This diabetes drug may help reverse heart failure

This diabetes drug may help reverse heart failure

In a new study, researchers found that a newly developed drug for diabetes treatment may help treat and reverse the progression of heart failure.

The diabetes drug is called empagliflozin. It also can make the heart produce more energy and function more efficiently.

The research was conducted by a team from the Icahn School of Medicine at Mount Sinai.

The drug empagliflozin was approved by the U.S. FDA in 2014. It can limit renal sugar resorption and can help people with type 2 diabetes live longer.

Previous research has shown that diabetes patients often have a higher risk of heart failure and patients who take empagliflozin don’t commonly develop heart failure.

In the current study, the team wanted to know if the drug contains a mechanism linked to heart failure prevention.

The researchers tested the drug on animals with no diabetes. For two months, they treated half of the animals with empagliflozin and the other group with a placebo.

They found that at two months, all animals in the group treated with empagliflozin had improved heart function.

They showed lower levels of biomarkers of heart failure. Their left ventricles had stronger contractions, got smaller, and were less thick. The heart had a normal shape.

In addition, these animals had less water accumulation in the lungs, which means they had less pulmonary congestion that could cause shortness of breath.

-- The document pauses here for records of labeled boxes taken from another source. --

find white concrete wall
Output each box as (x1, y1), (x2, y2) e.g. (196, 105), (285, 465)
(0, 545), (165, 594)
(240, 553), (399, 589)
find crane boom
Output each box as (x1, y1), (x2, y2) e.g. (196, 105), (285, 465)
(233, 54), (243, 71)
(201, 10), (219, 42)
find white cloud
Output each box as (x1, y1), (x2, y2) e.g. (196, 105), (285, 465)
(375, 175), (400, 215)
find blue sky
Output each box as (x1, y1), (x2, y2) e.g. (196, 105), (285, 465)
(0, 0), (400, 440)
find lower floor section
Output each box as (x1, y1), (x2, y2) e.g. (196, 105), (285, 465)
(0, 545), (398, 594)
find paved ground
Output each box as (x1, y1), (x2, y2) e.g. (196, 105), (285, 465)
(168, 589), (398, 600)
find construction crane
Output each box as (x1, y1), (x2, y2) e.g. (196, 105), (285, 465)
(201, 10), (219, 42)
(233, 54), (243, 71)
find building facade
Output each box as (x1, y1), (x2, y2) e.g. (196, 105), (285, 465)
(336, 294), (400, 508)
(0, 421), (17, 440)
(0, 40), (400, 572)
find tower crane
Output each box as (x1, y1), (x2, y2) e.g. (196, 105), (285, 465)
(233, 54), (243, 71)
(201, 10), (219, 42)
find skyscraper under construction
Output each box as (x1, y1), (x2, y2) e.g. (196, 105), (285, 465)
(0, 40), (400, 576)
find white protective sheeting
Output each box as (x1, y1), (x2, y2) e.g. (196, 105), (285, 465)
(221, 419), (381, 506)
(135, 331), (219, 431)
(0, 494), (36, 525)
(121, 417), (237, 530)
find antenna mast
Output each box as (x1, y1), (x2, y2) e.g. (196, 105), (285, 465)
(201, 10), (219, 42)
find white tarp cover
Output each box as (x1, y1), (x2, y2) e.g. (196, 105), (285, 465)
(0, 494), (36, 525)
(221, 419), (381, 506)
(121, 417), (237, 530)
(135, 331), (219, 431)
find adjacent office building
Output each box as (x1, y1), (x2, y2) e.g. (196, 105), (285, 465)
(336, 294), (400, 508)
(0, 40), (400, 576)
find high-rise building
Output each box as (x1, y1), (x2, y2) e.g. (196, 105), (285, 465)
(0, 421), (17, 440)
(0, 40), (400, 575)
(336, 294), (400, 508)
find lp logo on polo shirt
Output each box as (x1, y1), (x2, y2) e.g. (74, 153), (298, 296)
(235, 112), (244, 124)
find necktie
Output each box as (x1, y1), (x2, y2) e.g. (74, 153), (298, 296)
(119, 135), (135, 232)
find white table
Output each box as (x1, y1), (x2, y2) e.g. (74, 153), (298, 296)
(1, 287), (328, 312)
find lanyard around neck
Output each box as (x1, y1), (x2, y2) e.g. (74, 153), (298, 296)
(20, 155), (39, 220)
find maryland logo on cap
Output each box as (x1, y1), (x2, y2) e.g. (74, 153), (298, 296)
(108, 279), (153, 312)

The researchers also found that the drug could treat heart failure by improving cardiac metabolism.

The hearts on the drug consumed more fatty acids and ketone bodies and less glucose. This means the hearts could produce more energy.

In heart failure patients, the hearts usually consume more glucose and almost no fatty acids and produces less energy.

The researchers believe that this boost in metabolism helped the hearts produce more energy and function more strongly and efficiently.

The team suggests this drug may be a promising treatment for heart failure in both non-diabetic and diabetic patients.

Their future work will test the drug on human patients.

The lead author of the study is Juan Badimon, MD, Professor of Cardiology.

The study is published in the Journal of American College of Cardiology.